Ante
el tópico romántico, Bécquer dudaba de que, sin espíritu, fuese todo
podredumbre y cieno, aunque le repugnaba, por fuerza, dejar tan tristes, tan
solos los muertos. Con alivio, con placer, el filisteo se deshace del pegajoso
silencio que se le adhiere ante su visión cenicienta. Reduce el polvo al polvo,
crema el alma y tapia el cielo. En su vacío los sollozos son interjecciones medicadas.
Bajo la catarata emocional que proclama como la más depurada forma de avance (trans)humano se oculta una paradójica y profunda aversión al cuerpo. A fin de
cuentas, el progre es una caricatura pagana de sus más esquemáticas caricaturas
judeocristianas. Niega con furia alelada que la naturaleza pueda ser redimida.

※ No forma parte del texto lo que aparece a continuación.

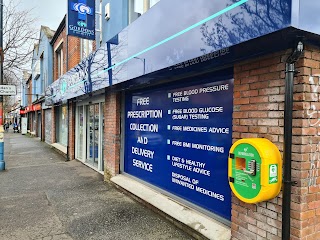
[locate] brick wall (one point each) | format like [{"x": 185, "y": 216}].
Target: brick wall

Sólo cabe modificarla, manipularla, corromperla. Su ciencia toda está al servicio
de la revelación apocalíptica -y demoníaca- de su error esencial que debe ser,
por la fuerza de la voluntad, corregido. En camino de legalizar todas las
perversiones, es imprescindible empezar a edificar una sociedad que ilegalice todo
residuo natural. No sólo conviene, sino que es una exigencia ética criminalizar
el ciclo de la vida. Los no nacidos y los agonizantes son potencialmente, en
acto, los delincuentes que, por generoso interés económico, toca despenar.